I am not claiming to be naive.
For instance, I remember watching Martin Luther King, Jr and Robert F. Kennedy's funerals on television when I was five years old. I remember following Vietnam War protests as a kid, wearing POW bracelets, and observing the bitter political battles of 1968 and 1972. I remember watching Richard Nixon resign the Presidency in 1974 and feeling a cloud of cynicism envelope my developing political consciousness, alongside a strong desire to grow up and serve, to make sure that things were better than what I had seen as a young person.
President Clinton, the first Democrat I ever voted for who won the White House and Barack Obama won last year, offered that kind of promise of redemption for me, especially with his early call for health care reform and a national service program--both of which I was eager to see finally enacted in our country. I always felt that ending the draft was a strategy for ending the war in Vietnam but would be potentially detrimental to definitions of service and citizenship, which I understood to be essential in building a strong, ethical nation. My father was asked to serve so he did; I expected my country to ask the same of me.
But that never came to pass for reasons that have been rehashed over and over and when President Obama came to power, he did so with a great hope, a practically unrestrained hope, for a whole new political world. And there are days when that seems to be unraveling as well, the culture so impatient, so deeply riven, so unwilling, it seems to me, to make long-term sacrifice to truly build a better nation.
I guess you could say I rejected politics in the mid-1980s for service in the Jewish community, believing that my contributions would be strictly local, one soul at a time. And I have to admit, there are frustrations with that as well. No change movement--whether national, state, local or community-based, is ever easy.
But while walking around the neighborhood, the seat of such community work, during Thursday's and Friday's snowstorm, I was deeply moved by the number of trees that seemed to be falling. The frozen rain and snow of the storm had weighed down on these self-less servants of God, these producers of oxygen, these makers-of-shade. And one by one, they seemed to be falling. One at 8th and Berkeley; another at 7th and St. John's. And then another. Friday's paper carried the tragic news of a tree in Central Park that killed someone and as residents slowly took in the view of the fallen trees, a general fear seemed to take hold of people.
Of course, this all took place against the backdrop of Governor Patterson's decision not to seek re-election; against a state budget that is showing enormous strain; and with a national political environment in which it seems every way we turn there is scandal, crisis, lost faith in the power or mission of government.

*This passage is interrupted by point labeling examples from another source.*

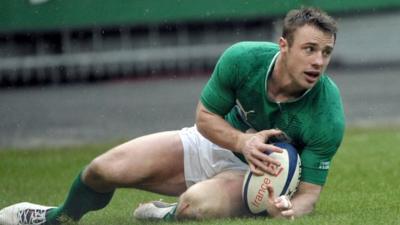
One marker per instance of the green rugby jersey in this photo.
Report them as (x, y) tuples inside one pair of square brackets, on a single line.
[(314, 122)]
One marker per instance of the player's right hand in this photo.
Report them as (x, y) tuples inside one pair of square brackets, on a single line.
[(253, 148)]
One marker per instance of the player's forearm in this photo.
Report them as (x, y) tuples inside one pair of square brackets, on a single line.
[(216, 129)]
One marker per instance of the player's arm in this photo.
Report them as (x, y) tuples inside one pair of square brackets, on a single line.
[(251, 145), (302, 203)]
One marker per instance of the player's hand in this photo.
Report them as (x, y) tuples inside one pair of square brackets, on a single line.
[(280, 207), (255, 144)]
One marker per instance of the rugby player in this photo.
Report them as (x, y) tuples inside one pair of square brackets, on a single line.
[(270, 89)]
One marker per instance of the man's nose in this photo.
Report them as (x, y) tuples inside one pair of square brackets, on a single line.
[(318, 60)]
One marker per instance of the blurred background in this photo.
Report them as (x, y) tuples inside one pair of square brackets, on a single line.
[(85, 71)]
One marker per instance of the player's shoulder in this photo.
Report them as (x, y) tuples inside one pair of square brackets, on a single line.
[(251, 48), (329, 86)]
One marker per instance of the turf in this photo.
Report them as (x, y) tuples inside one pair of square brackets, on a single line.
[(363, 185)]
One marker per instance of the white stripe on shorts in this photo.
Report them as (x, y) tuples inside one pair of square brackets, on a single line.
[(204, 159)]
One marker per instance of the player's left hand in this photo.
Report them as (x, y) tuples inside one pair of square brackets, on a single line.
[(280, 207)]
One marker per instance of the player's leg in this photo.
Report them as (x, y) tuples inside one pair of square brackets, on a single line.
[(153, 162), (215, 177), (218, 197)]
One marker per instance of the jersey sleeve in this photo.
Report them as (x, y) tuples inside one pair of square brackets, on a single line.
[(323, 140), (218, 95)]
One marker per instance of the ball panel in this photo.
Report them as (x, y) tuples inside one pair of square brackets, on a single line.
[(255, 190)]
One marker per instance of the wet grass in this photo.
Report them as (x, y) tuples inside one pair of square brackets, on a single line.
[(363, 185)]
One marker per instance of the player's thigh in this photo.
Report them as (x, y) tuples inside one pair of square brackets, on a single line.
[(218, 197), (152, 162)]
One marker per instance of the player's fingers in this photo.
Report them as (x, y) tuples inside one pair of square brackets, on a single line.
[(271, 193), (260, 167), (255, 170), (263, 151), (289, 214), (267, 134), (268, 148)]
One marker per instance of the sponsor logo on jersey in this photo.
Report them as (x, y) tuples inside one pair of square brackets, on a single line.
[(324, 165)]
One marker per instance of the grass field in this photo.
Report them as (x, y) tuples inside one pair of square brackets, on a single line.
[(363, 185)]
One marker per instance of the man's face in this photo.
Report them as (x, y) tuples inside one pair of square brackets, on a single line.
[(308, 56)]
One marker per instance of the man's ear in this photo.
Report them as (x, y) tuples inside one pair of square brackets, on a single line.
[(283, 44)]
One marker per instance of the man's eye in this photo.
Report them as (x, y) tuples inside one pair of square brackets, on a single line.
[(327, 53), (309, 49)]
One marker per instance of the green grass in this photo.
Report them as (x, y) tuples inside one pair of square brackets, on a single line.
[(363, 185)]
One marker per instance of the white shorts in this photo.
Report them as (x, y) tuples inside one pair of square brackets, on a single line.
[(204, 159)]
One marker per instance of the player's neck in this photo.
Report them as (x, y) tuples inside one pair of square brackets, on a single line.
[(281, 87)]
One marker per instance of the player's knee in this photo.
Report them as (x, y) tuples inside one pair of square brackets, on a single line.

I was moved by what Frank Rich wrote today, particularly his insistence on shedding light upon the Andrew Joseph Stack III, the IRS plane bomber and in particular, the shocking ways in which he was not resoundingly condemned by Republican leaders--not to mention the Tea Party leaders. There is something so sinister about the killing at the IRS because though the presumption is that "no one likes to pay taxes," I pride myself in that civic duty. Roads, garbage collection, and even fighting the wars that the Right often wants to fight are all paid for by taxes. It goes all the way back to my own understanding of the American Revolution and the twisted understanding of that revolution among the Tea Party stalwarts. It's not the Americans didn't want to pay taxes--it was that they no longer wanted to support the King of England in that enterprise.
So what does it mean when the population rebels against the core institution that pays for the people to govern themselves? And what does it mean, when, like trees in heavy snow and rain, our political leaders seem to be failing and falling all around us?
What happened to standing strong, making tough decisions, bending but not breaking in the wind, in order to provide the oxygen and shade of existence for the citizenry?
I ask these questions as a Jew and as an American and I wonder aloud at what role religious and ethical institutions ought to play in planting new trees among us so that future generations may flourish.